Çevirmen Ataol Behramoğlu: “Aleksandr Puşkin üzerine düşünmek Rus edebiyatının tümü üzerine düşünmekle eşanlamlıdır. XVIII. Yüzyılda da özgün yazarlara ve şairlere sahip olmakla birlikte Batı edebiyatlarının ve özellikle de Fransız edebiyatının etki alanlarında oluşumunu sürdüren Rus edebiyatının bir sonraki yüzyılda evrensel kimlik kazanması Aleksandr Puşkin’in ürünleriyle başlayan bir süreçtir. Bu anlamda Puşkin üzerine düşünmek, XIX. yüzyıl öncesi ve XIX. yüzyıl Batı edebiyatlarının başlıca olgu ve kavramları üzerinde düşünmekle de eşanlamlıdır.”
Çevirmen Ataol Behramoğlu: “Puşkin’in anlatı türünde ilk yapıtı, 1827 yılında yazmaya başladığı Büyük Petro’nun Arabı’dır. Bu öz yaşamsal-tarihsel roman denemesi tamamlanmamış olmasına karşın, sağlam kuruluşu, yalın anlatımı, kişilerin gerçekçi betimlenişleriyle göze çarpar. Puşkin öncesi Rus yazınında anlatı dili şiir dilinden henüz tam olarak ayrılmamıştı. Büyük Petro’nun Arabı bu ayrımın oluşmasında önemli bir adım olmuştur. 1832-1833 yıllarıının ürünü olan Dubrovski adlı ronamı, yalın, akıcı anlatımıyla Byelkin’in Öyküleri’ne yakındır. Bu anlamda, Büyük Petro’nun Arabı’na göre, Puşkin’in romancılığında ileriye doğru önemli bir adımdır.”
Çevirmen Ataol Behramoğlu: “Aleksandr Puşkin, her şeyden önce ozandır. Ona asıl ün kazandıran yapıtları, Rus ve dünya edebiyatına bıraktığı ölümsüz şiir mirasıdır. Ama öykü ve romanlarıyla da dünya ölçüsünde ünlü ve önemlidir. Bu alandaki çalışmalarına yaşamının olgunluk döneminde başlaması onlara ayrı bir değer kazandırmaktadır. Puşkin, batı kültürü ve özgürlükçü düşünceyle Rus halk duyarlığını kaynaştırdığı yapıtlarında Rus yazın dilini arındırmış ve zenginleştirmiş, bu dile çağdaş ve ulusal bir yapı kazandırmıştır. Rus toplumunun halksal özelliklerini yansıtan tipler yaratmakla Rus edebiyatına ulusal ve gerçekçi çığırın öncüsü olmuştur. Puşkin sonrası 19. yüzyıl Rus edebiyatının bütün büyük yazarları onun yapıtlarıyla beslenerek yetişmişlerdir.”

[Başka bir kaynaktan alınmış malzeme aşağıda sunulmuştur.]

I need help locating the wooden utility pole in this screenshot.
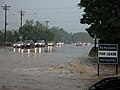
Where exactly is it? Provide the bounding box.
[18,10,25,27]
[1,4,10,44]
[45,21,50,30]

V.Belinski, Aleksandr Puşkin’in yapıtları konusunda ünlü makaleler dizisinin beşincisinde, Puşkin’in 1819’dan sonar yazdığı şiirlerinin içerikte ve biçimde “antik karakter”taşıdığını belirtiyor: “Güzelliklerinin yalınlığı ve alımlılığı her türlü anlatımın üstündedir: Dizelerde müzik ve şiirde mimaridir bu. Anlatımdaki açıklık_canlılık, düşüncesinin sıkı-ciddi-yalın resmedilişi,bütündeki tamlık ve bitmişlik, işlenişteki sevecenlik-tatlılık ve yumuşaklık, Puşkin’i bu şiirlerde antik sanat ustalarının mutlu öğrencisi olarak ortaya çıkarıyor.”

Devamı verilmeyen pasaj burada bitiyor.